De su obra narrativa siempre me refería a la que creo que es la mejor novela que publicó, Guerra en el paraíso, sobre la guerrilla de Lucio Cabañas, en que la versión oficial es que todo luchador social es un agitador, un delincuente que amenazaba las instituciones que no deben cambiar y forma grupos que causan terror. Las armas del alba es una obra que narra, luego de una ardua investigación, el ataque guerrillero a la guarnición militar en Madera, Chihuahua, y la posterior represión. Cuando terminé de leer La fuga le hacía la broma de que, debido a lo que cuenta acerca de los presos que escapan del penal de las Islas Marías y que uno de ellos era de Acaponeta, la policía había detenido a uno de mis parientes para interrogarlo. Las autoridades argumentaban que se basaban en un testimonio de primera mano firmado por Carlos Montemayor.

No olvido la irrupción zapatista en 1994, la lectura de Chiapas. La rebelión indígena de México, ni lo que Carlos jamás se cansaba de repetir: los guerrilleros no son terroristas. No cejó en denunciar con inteligencia y con maestría la situación por la que atraviesan los pueblos indígenas y la represión de la que son objeto. La guerrilla recurrente nos permitió recordar los orígenes que llevaron al EZLN a enfrentarse con la autoridad establecida.

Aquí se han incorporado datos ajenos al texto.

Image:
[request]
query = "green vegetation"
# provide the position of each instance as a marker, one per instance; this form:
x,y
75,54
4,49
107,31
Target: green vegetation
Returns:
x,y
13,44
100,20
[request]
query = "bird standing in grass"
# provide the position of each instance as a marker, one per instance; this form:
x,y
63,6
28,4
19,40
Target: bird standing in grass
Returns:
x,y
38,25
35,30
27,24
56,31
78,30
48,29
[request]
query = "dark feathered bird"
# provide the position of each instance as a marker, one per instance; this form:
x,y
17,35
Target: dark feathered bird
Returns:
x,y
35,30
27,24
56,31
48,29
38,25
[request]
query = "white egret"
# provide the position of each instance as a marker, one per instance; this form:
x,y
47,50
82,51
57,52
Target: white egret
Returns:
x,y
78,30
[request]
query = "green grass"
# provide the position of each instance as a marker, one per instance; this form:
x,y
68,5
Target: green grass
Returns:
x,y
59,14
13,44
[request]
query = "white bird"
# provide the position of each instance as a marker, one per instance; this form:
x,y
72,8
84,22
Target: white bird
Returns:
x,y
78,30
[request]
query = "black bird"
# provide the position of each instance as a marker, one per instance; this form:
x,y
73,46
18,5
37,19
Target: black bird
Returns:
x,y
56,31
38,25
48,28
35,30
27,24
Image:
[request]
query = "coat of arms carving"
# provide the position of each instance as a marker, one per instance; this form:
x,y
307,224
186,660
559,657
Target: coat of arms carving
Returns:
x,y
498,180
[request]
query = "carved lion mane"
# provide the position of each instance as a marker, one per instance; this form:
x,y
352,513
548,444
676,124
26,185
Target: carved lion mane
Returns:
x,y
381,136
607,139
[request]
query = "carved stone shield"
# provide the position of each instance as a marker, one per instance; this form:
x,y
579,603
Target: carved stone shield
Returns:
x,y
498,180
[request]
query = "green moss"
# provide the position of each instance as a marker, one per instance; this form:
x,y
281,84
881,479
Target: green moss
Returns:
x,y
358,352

El papel de Carlos en la Comisión de Intermediación entre el gobierno federal y el Ejército Popular Revolucionario junto a Samuel Ruiz, Juan de Dios Hernández Monge, Enrique González Ruiz, Rosario Ibarra de Piedra, Miguel Ángel Granados Chapa y Gilberto López y Rivas, nos habla de su integridad, de su ya larga trayectoria con un intelectual comprometido con sus ideales para hacer en este país haya justicia social. Recordamos a Carlos siempre con un discurso pausado, cimentado, congruente con sus ideas, sentado a la mesa con quienes, como él, son amigos de la casa, los que conocen las anécdotas familiares y están unidos por el cariño y la amistad que en el caso de Susana y Carlos se volvieron fraternos. Nos quedamos con la imagen del amigo cálido, generoso y solidario.

Fue una coincidencia y no una profecía lo que dice su personaje de “Los días y los días”: “A veces me llega un día que no necesito. Como el de mi enfermedad, por ejemplo.”

Nadie necesita un día así.

Carlos, cómo te extrañaremos tus amigos y sobre todo los que requieren una voz como la tuya. Hasta luego, maestro.

*Texto leido por Luis Chumacero, en el homenaje que organizó el gobierno del Distrito Federal a Carlos Montemayor.